Benchmarks limited to story scenarios: Benchmarks like ToMi and HiToM are simplified indoor moving-object scenarios, whereas real-world ToM reasoning involves more complex social contexts and emotional factors.
Inference latency increases: The combination of Enigma's state extraction, scene graph construction, and iterative masking adds extra computational steps, which may not be suitable in conversational scenarios requiring real-time responses.

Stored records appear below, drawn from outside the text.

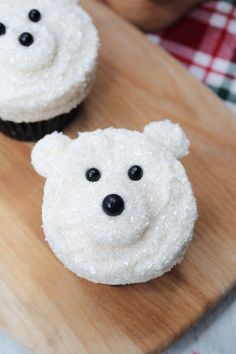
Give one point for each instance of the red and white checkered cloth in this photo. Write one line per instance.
(205, 42)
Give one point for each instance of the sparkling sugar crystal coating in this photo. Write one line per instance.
(155, 222)
(48, 58)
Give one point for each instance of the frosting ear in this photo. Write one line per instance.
(47, 151)
(171, 136)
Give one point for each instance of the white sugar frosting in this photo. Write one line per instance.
(55, 73)
(156, 226)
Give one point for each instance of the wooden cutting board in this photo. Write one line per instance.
(49, 309)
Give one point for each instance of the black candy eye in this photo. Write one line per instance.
(135, 173)
(2, 29)
(35, 15)
(93, 175)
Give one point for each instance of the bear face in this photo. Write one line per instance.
(118, 207)
(48, 53)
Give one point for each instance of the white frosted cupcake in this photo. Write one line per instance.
(118, 206)
(48, 60)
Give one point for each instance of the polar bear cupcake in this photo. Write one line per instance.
(118, 206)
(48, 59)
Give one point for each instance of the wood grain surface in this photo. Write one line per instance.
(49, 309)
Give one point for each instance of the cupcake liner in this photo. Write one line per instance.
(37, 130)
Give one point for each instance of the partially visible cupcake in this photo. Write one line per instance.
(48, 58)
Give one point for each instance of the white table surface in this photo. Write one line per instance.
(213, 334)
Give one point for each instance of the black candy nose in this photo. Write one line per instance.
(113, 205)
(26, 39)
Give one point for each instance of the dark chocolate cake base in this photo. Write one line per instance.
(37, 130)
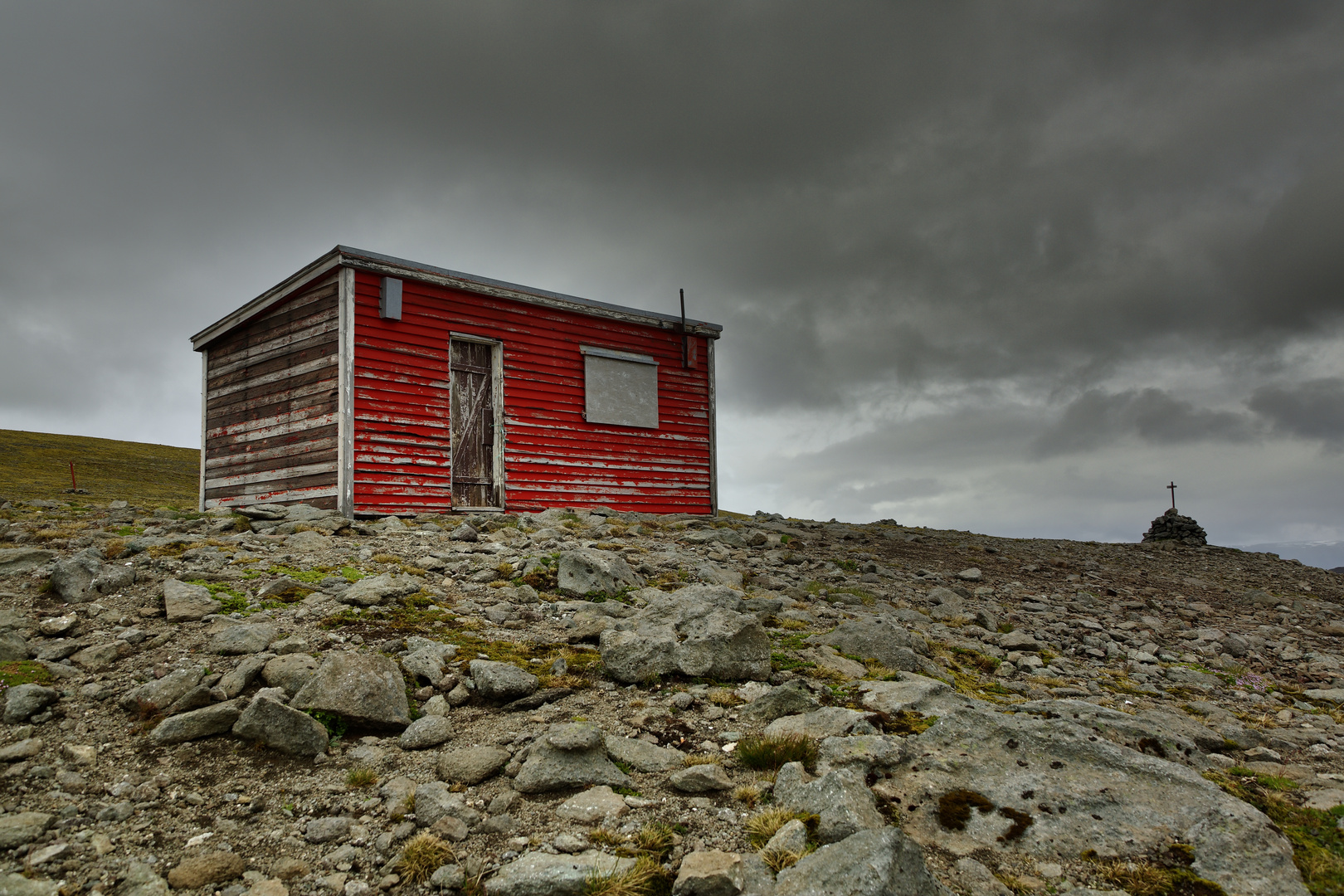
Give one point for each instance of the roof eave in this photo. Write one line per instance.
(387, 265)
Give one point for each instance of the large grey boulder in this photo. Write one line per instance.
(236, 681)
(160, 694)
(641, 755)
(73, 575)
(279, 727)
(426, 731)
(197, 723)
(1170, 735)
(363, 688)
(251, 637)
(700, 779)
(113, 578)
(141, 880)
(827, 722)
(862, 752)
(840, 798)
(22, 702)
(592, 571)
(789, 699)
(12, 646)
(21, 885)
(910, 694)
(869, 863)
(375, 590)
(875, 638)
(569, 755)
(546, 874)
(290, 672)
(472, 765)
(502, 681)
(699, 631)
(710, 872)
(1073, 772)
(947, 605)
(635, 657)
(19, 561)
(435, 801)
(23, 828)
(187, 602)
(426, 659)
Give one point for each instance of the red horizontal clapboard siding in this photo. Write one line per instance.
(553, 457)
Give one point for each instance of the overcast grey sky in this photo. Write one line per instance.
(995, 266)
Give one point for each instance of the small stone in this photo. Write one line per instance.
(426, 731)
(570, 844)
(593, 805)
(1264, 754)
(244, 638)
(323, 830)
(699, 779)
(448, 878)
(187, 602)
(290, 868)
(80, 755)
(212, 868)
(23, 828)
(449, 828)
(710, 874)
(502, 681)
(23, 702)
(791, 839)
(23, 750)
(470, 765)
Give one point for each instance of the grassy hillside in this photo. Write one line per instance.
(37, 465)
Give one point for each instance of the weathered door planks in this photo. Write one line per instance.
(472, 416)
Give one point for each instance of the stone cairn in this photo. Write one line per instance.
(1174, 527)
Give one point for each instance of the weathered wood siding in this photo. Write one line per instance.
(270, 405)
(553, 457)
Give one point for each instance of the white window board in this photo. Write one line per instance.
(620, 387)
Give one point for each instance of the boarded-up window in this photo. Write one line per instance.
(620, 387)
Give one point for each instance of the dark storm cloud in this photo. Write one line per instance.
(895, 208)
(1312, 410)
(1096, 418)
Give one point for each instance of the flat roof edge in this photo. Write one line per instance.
(377, 262)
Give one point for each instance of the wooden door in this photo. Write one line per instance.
(472, 419)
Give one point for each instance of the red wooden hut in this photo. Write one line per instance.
(378, 386)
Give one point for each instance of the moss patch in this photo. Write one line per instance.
(23, 672)
(1317, 844)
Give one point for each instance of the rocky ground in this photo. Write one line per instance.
(608, 703)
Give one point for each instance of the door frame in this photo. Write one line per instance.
(498, 399)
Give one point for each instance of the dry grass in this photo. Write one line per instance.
(747, 794)
(765, 825)
(723, 698)
(37, 465)
(704, 759)
(605, 837)
(780, 859)
(645, 879)
(422, 856)
(360, 777)
(773, 752)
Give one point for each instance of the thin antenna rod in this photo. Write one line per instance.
(686, 356)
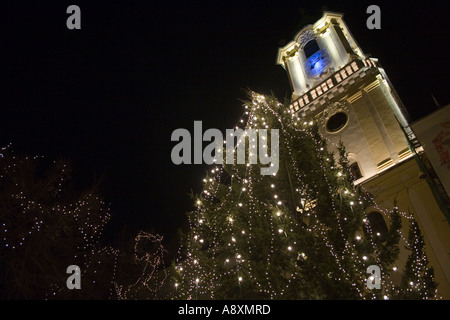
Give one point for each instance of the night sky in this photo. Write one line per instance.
(107, 97)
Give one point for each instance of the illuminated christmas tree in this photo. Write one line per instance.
(46, 227)
(299, 233)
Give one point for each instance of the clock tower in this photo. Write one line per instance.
(351, 98)
(348, 93)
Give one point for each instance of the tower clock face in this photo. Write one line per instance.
(316, 64)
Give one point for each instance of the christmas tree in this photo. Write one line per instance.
(46, 227)
(299, 233)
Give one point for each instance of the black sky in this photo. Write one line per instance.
(108, 96)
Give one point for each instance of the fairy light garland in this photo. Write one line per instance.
(240, 233)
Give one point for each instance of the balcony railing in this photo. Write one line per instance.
(335, 79)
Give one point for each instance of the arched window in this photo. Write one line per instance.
(336, 122)
(310, 48)
(378, 225)
(355, 170)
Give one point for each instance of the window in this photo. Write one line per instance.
(378, 225)
(337, 121)
(310, 48)
(355, 171)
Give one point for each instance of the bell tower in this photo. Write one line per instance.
(348, 93)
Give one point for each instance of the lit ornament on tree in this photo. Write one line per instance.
(299, 234)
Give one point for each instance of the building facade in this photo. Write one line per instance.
(350, 96)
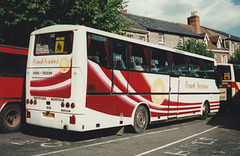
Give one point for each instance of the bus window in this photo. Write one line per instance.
(208, 68)
(139, 60)
(12, 64)
(98, 49)
(119, 55)
(195, 67)
(224, 72)
(237, 73)
(160, 61)
(54, 43)
(179, 65)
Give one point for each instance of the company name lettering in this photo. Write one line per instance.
(45, 61)
(195, 85)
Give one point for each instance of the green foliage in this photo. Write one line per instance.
(20, 18)
(193, 46)
(235, 59)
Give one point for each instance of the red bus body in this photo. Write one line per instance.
(12, 75)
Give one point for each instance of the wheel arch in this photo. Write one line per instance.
(148, 110)
(8, 103)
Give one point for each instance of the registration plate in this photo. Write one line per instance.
(50, 115)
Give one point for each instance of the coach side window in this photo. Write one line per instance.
(179, 65)
(160, 61)
(139, 57)
(119, 55)
(208, 68)
(237, 73)
(98, 49)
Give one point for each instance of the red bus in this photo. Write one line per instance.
(230, 84)
(82, 79)
(12, 79)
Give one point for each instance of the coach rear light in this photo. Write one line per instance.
(72, 119)
(62, 104)
(28, 114)
(72, 105)
(67, 104)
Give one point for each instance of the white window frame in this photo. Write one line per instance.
(161, 37)
(143, 38)
(181, 39)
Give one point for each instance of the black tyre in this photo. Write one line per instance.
(205, 111)
(10, 119)
(141, 119)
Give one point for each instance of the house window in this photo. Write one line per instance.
(181, 39)
(161, 38)
(142, 38)
(218, 44)
(130, 36)
(224, 59)
(206, 42)
(233, 50)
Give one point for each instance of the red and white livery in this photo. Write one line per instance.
(82, 79)
(12, 79)
(230, 82)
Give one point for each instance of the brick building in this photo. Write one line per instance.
(170, 34)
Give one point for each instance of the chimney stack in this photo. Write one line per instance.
(194, 20)
(125, 11)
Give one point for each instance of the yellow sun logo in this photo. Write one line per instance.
(64, 65)
(158, 87)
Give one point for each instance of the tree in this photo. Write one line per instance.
(235, 59)
(193, 46)
(20, 18)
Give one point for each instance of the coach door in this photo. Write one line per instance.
(120, 73)
(179, 68)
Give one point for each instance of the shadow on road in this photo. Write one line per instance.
(62, 135)
(228, 119)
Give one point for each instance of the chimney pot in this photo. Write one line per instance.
(194, 13)
(194, 21)
(125, 11)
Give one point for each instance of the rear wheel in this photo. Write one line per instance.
(140, 119)
(10, 118)
(205, 111)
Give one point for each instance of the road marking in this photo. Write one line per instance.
(176, 142)
(105, 142)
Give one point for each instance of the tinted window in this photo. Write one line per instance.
(119, 55)
(224, 72)
(139, 58)
(98, 49)
(12, 64)
(53, 43)
(179, 65)
(160, 61)
(208, 68)
(195, 68)
(237, 73)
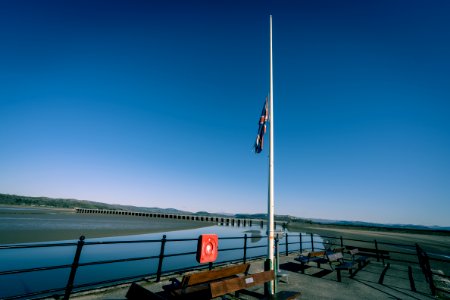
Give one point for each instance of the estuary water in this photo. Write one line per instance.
(26, 258)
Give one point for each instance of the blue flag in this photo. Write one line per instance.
(259, 143)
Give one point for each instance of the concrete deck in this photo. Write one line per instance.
(316, 283)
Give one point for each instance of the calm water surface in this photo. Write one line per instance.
(12, 259)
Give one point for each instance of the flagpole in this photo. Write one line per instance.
(270, 217)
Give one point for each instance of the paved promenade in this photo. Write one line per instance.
(316, 283)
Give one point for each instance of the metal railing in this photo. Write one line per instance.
(393, 252)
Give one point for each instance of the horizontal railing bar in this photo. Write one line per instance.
(28, 295)
(103, 262)
(180, 254)
(121, 242)
(26, 246)
(10, 272)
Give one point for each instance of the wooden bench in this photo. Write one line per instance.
(216, 288)
(231, 285)
(196, 284)
(370, 252)
(318, 257)
(361, 260)
(336, 261)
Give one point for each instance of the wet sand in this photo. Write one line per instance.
(434, 242)
(44, 224)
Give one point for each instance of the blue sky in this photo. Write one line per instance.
(156, 103)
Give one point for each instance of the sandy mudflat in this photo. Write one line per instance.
(433, 242)
(41, 225)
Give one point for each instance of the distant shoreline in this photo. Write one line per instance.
(21, 224)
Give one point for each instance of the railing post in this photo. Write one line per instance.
(411, 279)
(245, 249)
(376, 248)
(161, 257)
(301, 242)
(74, 268)
(287, 245)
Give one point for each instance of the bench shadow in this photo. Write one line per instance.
(322, 273)
(293, 267)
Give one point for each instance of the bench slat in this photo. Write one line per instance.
(223, 287)
(216, 274)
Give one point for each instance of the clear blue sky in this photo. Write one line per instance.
(156, 103)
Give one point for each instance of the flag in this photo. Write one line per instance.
(259, 143)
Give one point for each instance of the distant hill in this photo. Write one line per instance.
(381, 226)
(6, 199)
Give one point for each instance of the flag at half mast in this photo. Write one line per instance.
(259, 143)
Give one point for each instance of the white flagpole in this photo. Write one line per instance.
(270, 214)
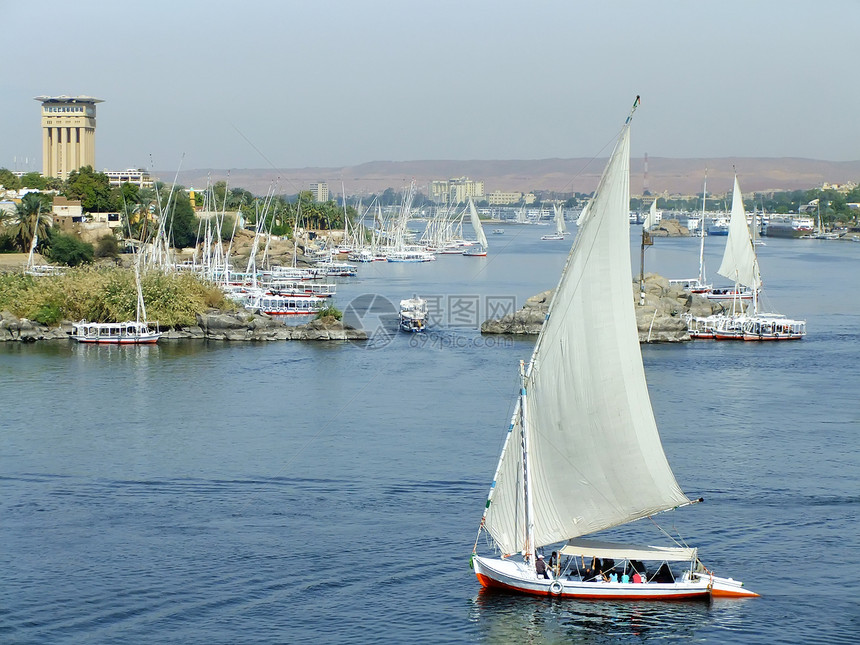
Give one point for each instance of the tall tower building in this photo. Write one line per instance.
(68, 134)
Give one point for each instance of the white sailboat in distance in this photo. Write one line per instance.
(479, 248)
(560, 229)
(582, 452)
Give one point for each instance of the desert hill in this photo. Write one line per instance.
(665, 175)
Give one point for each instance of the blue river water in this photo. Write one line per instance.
(196, 492)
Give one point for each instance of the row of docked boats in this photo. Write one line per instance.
(745, 319)
(582, 452)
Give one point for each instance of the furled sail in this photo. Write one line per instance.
(504, 516)
(595, 457)
(559, 220)
(476, 224)
(583, 215)
(739, 260)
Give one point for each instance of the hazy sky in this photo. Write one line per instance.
(260, 84)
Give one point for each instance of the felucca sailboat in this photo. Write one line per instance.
(582, 452)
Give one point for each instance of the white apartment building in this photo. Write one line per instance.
(320, 191)
(456, 191)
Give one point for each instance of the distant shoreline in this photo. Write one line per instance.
(675, 176)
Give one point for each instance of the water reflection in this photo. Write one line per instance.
(502, 617)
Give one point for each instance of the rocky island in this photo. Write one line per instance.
(658, 317)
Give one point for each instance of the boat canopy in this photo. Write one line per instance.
(618, 551)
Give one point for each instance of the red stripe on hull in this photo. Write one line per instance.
(489, 583)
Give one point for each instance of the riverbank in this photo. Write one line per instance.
(658, 314)
(211, 325)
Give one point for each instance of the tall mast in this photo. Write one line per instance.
(702, 231)
(530, 523)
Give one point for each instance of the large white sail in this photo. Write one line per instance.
(595, 457)
(739, 259)
(651, 218)
(476, 224)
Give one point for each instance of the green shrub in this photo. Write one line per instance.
(109, 294)
(107, 246)
(50, 313)
(330, 311)
(69, 250)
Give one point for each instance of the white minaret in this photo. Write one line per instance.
(68, 134)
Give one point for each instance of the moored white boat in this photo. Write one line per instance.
(583, 453)
(413, 314)
(127, 333)
(479, 247)
(740, 263)
(560, 229)
(278, 305)
(132, 332)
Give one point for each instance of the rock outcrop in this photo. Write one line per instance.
(669, 228)
(27, 331)
(217, 325)
(658, 312)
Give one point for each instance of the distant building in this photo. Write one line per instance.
(499, 198)
(68, 134)
(456, 191)
(320, 191)
(136, 176)
(68, 214)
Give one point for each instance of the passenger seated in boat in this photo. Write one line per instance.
(593, 573)
(664, 574)
(540, 567)
(608, 566)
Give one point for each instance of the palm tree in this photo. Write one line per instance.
(30, 222)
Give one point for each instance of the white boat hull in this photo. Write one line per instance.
(513, 576)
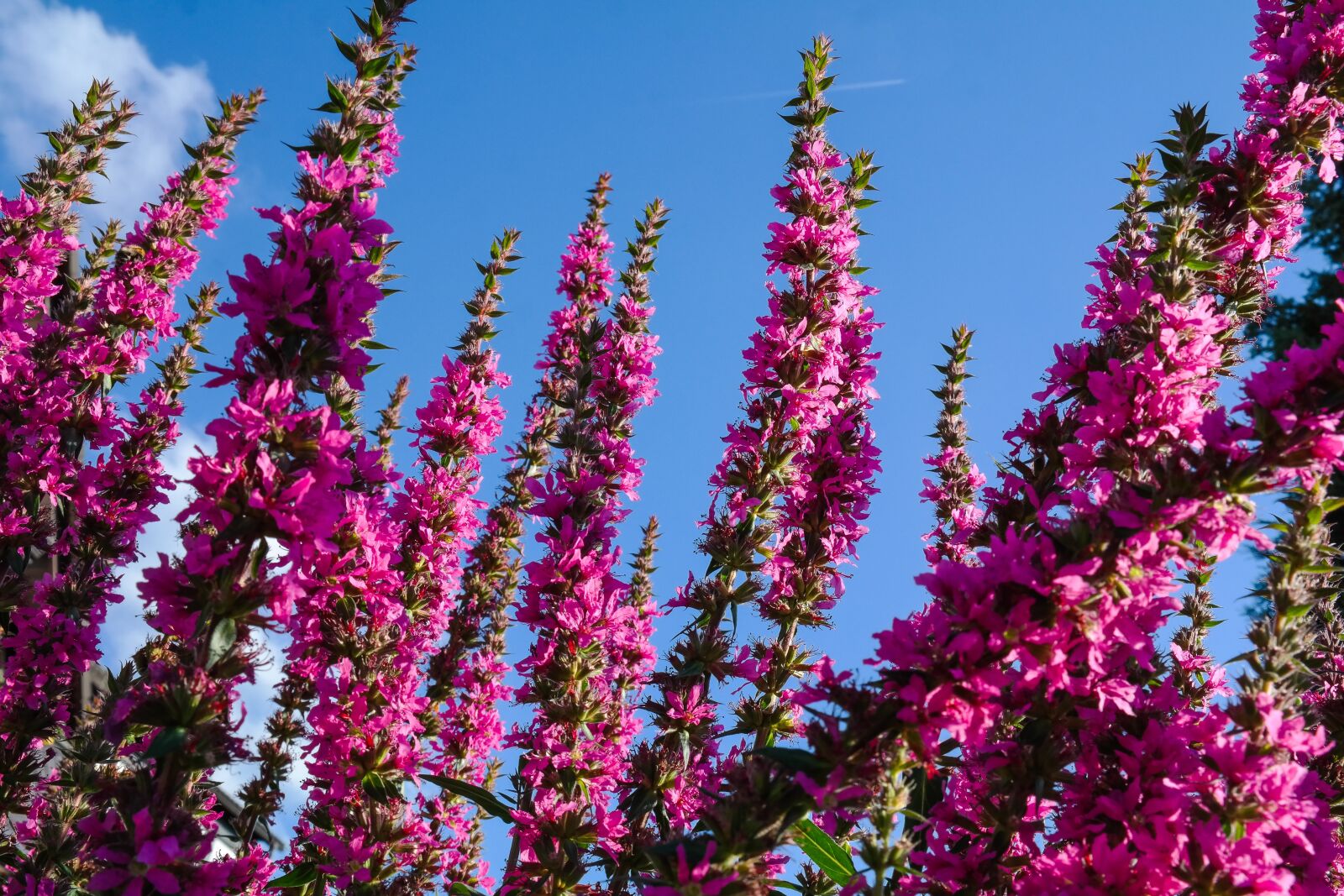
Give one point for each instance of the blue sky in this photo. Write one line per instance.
(1000, 127)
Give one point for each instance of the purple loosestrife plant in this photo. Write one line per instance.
(92, 336)
(591, 642)
(1025, 732)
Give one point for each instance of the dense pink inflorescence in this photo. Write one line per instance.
(591, 647)
(437, 513)
(1147, 473)
(792, 490)
(261, 535)
(80, 519)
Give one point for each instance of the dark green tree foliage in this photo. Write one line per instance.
(1300, 320)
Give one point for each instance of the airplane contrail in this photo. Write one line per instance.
(785, 94)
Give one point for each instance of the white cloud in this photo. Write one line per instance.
(49, 55)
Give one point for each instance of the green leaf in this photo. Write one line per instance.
(380, 789)
(296, 876)
(793, 759)
(831, 857)
(168, 741)
(222, 640)
(488, 802)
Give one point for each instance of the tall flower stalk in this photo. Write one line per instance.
(85, 519)
(591, 645)
(273, 483)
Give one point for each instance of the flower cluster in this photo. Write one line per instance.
(1026, 731)
(80, 519)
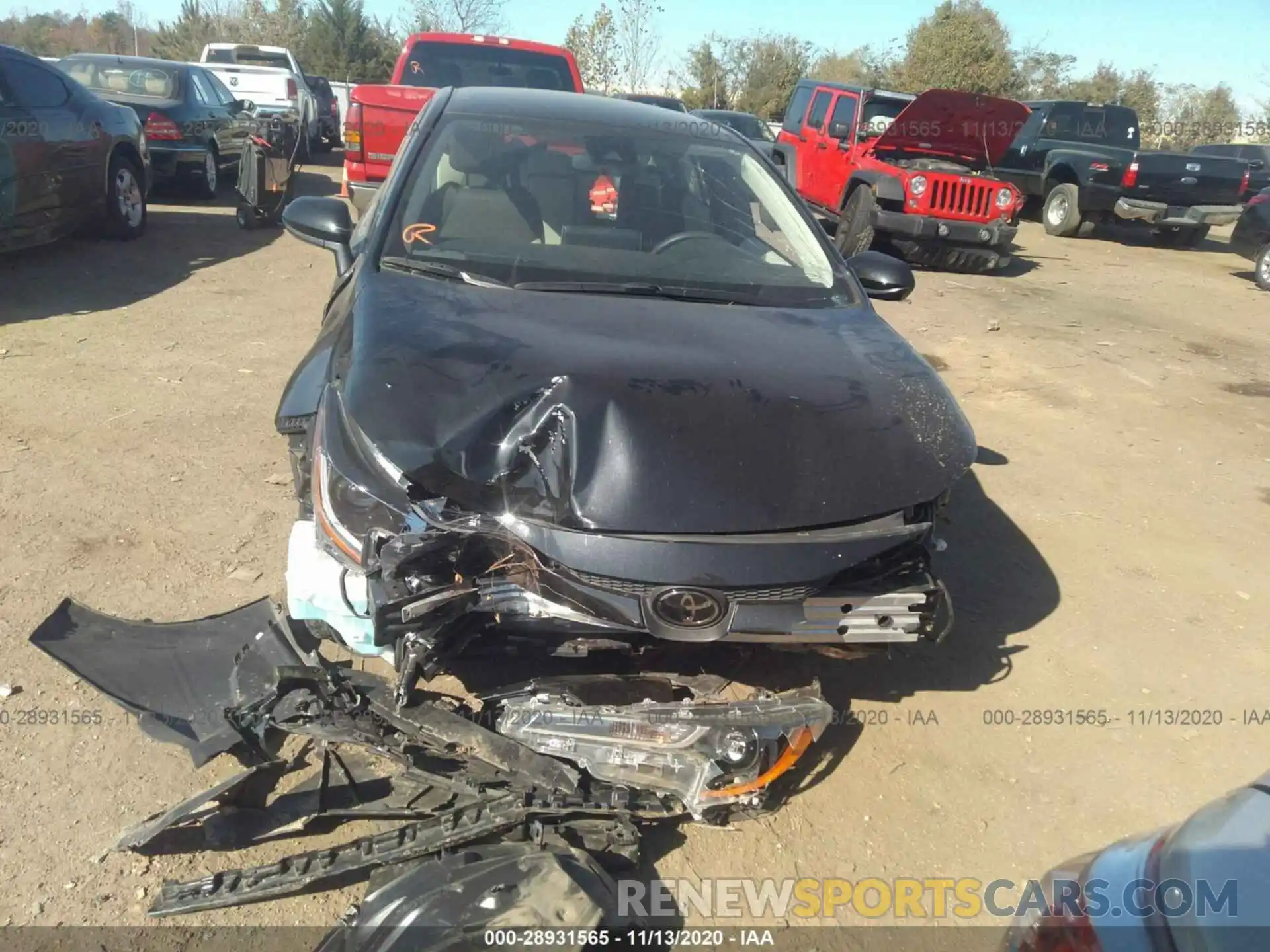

vs SymbolicToM: SymbolicToM also employs symbolic reasoning to assist ToM, but its state tracking relies entirely on rule parsing, struggling with ambiguous expressions in natural language. EnigmaToM uses neural networks for state extraction, offering stronger robustness.
vs SimToM: SimToM reasons about ToM by simulating perspective-taking, but it only guides LLMs through prompting without explicit state tracking and belief graph maintenance. EnigmaToM's structured knowledge base makes belief tracking precise and reliable.
vs BigToM: BigToM focuses on the construction and evaluation of ToM benchmarks, while EnigmaToM focuses on improving the reasoning method itself; they are complementary.

Rating¶

Novelty: ⭐⭐⭐⭐ The combination of a neural knowledge base and iterative masking is novel, and the psychologically-inspired formal design has theoretical depth.
Experimental Thoroughness: ⭐⭐⭐⭐ Three benchmarks, multi-model comparisons, thorough ablations, and detailed analysis on high-order ToM make the experiments comprehensive.
Writing Quality: ⭐⭐⭐⭐ The framework description is clear, with a complete logical chain from psychological motivation to technical implementation.
Value: ⭐⭐⭐⭐ High-order ToM is a major weakness for LLMs, and this work provides an effective improvement scheme and open-sources the code.